Retrato del artista

Por Angel Berlanga
Argentina.- Tardó unos cuarenta y cinco años, pero acá está: Sameer Makarius consiguió que le editaran, por fin, el libro de retratos fotográficos de pintores y escultores argentinos que imaginó y empezó a gestar ya en los ’50, cuando todavía no había pasado un lustro de su llegada al país desde El Cairo, su ciudad natal. Se trata de un volumen extraordinario que contiene fotografías que tomó, con luz natural, a 69 artistas en sus talleres o en sus casas, con el complemento de semblanzas autobiográficas que por entonces pidió a cada uno de ellos. El resultado es fabuloso: ahí están las hermosísimas imágenes que Makarius hizo, entre otros, con Carlos Alonso, Antonio Berni, León Ferrari, Raquel Forner, Jorge de la Vega, Juan Del Prete, Libero Badii, Kenneth Kemble, Luis Felipe Noé, Raúl Soldi, Clorindo Testa, Pablo Suárez, Antonio Seguí, Marta Minujin y Luis Seoane, pero también está lo que por escrito veían o podían o querían contar de sí mismos. Y está, además, el conjunto que componen, el retrato de una época vital en apertura de rumbos artísticos.
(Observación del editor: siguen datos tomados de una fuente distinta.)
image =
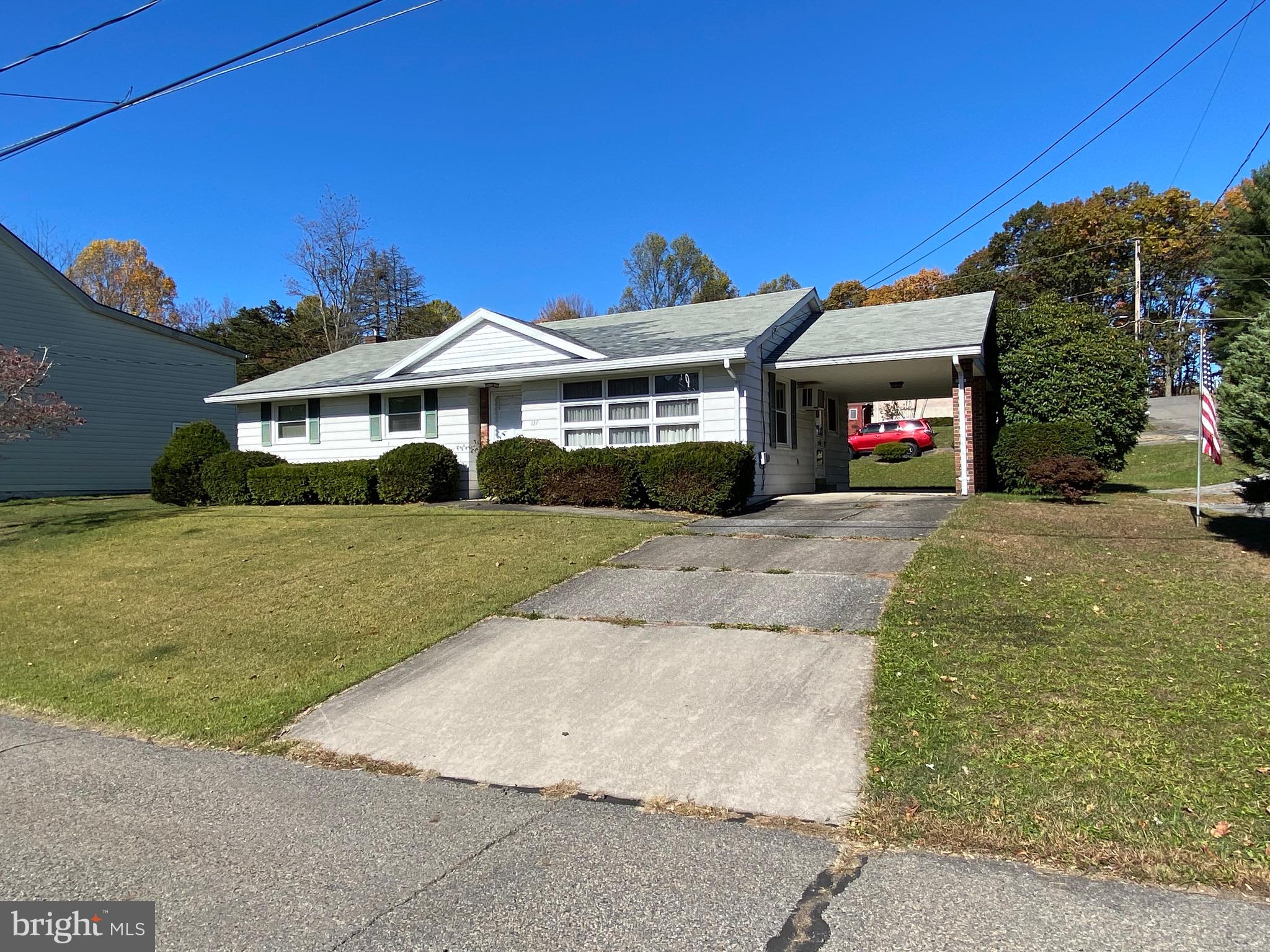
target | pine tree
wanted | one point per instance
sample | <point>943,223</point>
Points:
<point>1242,259</point>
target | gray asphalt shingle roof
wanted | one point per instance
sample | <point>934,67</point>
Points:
<point>917,325</point>
<point>716,325</point>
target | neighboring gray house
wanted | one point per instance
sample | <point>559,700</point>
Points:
<point>134,381</point>
<point>775,371</point>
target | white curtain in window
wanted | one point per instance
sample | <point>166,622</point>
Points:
<point>676,408</point>
<point>582,414</point>
<point>628,436</point>
<point>628,412</point>
<point>682,433</point>
<point>585,438</point>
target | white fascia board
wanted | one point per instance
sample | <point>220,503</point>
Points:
<point>954,352</point>
<point>517,374</point>
<point>486,316</point>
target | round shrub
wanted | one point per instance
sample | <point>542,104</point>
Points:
<point>1021,444</point>
<point>1068,477</point>
<point>893,452</point>
<point>500,467</point>
<point>714,479</point>
<point>175,475</point>
<point>225,475</point>
<point>418,472</point>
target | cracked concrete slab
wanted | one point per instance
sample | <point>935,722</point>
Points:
<point>826,602</point>
<point>929,903</point>
<point>756,721</point>
<point>246,852</point>
<point>849,557</point>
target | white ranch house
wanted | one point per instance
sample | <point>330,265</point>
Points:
<point>775,371</point>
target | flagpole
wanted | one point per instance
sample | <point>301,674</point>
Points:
<point>1199,432</point>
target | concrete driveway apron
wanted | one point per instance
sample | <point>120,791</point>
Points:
<point>722,667</point>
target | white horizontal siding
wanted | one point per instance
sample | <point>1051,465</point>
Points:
<point>345,432</point>
<point>488,346</point>
<point>131,385</point>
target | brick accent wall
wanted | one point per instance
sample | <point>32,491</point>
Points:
<point>978,452</point>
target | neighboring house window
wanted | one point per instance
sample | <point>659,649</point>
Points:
<point>293,421</point>
<point>779,404</point>
<point>406,414</point>
<point>625,412</point>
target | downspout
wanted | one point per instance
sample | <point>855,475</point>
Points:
<point>735,392</point>
<point>964,477</point>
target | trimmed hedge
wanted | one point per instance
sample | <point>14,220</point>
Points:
<point>224,475</point>
<point>892,452</point>
<point>175,475</point>
<point>346,483</point>
<point>714,479</point>
<point>502,467</point>
<point>586,478</point>
<point>418,472</point>
<point>1024,444</point>
<point>280,485</point>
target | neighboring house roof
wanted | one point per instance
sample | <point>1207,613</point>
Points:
<point>75,291</point>
<point>614,339</point>
<point>939,324</point>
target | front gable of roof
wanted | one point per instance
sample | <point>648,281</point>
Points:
<point>487,338</point>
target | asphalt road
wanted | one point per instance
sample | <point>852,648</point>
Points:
<point>262,853</point>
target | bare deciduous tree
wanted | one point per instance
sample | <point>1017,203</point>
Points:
<point>331,255</point>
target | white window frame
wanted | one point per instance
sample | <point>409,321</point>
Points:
<point>652,400</point>
<point>278,421</point>
<point>386,428</point>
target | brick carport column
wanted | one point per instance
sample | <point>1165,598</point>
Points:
<point>969,407</point>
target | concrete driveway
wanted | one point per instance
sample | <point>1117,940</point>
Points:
<point>728,667</point>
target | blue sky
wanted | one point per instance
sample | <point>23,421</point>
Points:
<point>516,151</point>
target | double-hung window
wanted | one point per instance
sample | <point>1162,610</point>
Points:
<point>293,421</point>
<point>778,398</point>
<point>626,412</point>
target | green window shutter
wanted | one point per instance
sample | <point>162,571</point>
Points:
<point>376,416</point>
<point>315,419</point>
<point>430,414</point>
<point>796,404</point>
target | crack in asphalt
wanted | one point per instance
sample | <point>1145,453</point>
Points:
<point>806,930</point>
<point>365,927</point>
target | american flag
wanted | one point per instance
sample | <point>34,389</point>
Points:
<point>1208,439</point>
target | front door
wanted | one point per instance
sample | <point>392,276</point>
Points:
<point>507,416</point>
“La idea era hacer una exposición y un libro con las fotos y los textos; bueno, no encontré editor, quedó trunco”, dice Makarius en un chalecito de Vicente López, las paredes forradas de cuadros, máscaras, bibliotecas con libros de fotografía, de artes plásticas. Tiene 84 años y un talante de voluntad que tal vez se vincule con su humor, o con cierto cabezadurismo de chico travieso, o con la ausencia de queja en el tono y la forma de hablar –un castellano interferido por algo de las otras cinco lenguas que maneja–, o con la agilidad de unos ojos pequeños y brillantes. Makarius nació en Egipto en 1924; luego vivió en Alemania y en Hungría. En la Segunda Guerra Mundial, cuenta, formó parte de la guerrilla y de la resistencia: “No siempre con armas, sino con sabotajes contra alemanes, en Budapest”, dice. Sus muestras empezaron por la pintura: a los veinte participó de la primera exposición no figurativa que se hizo en esa ciudad, donde fue miembro fundador del grupo húngaro de arte concreto.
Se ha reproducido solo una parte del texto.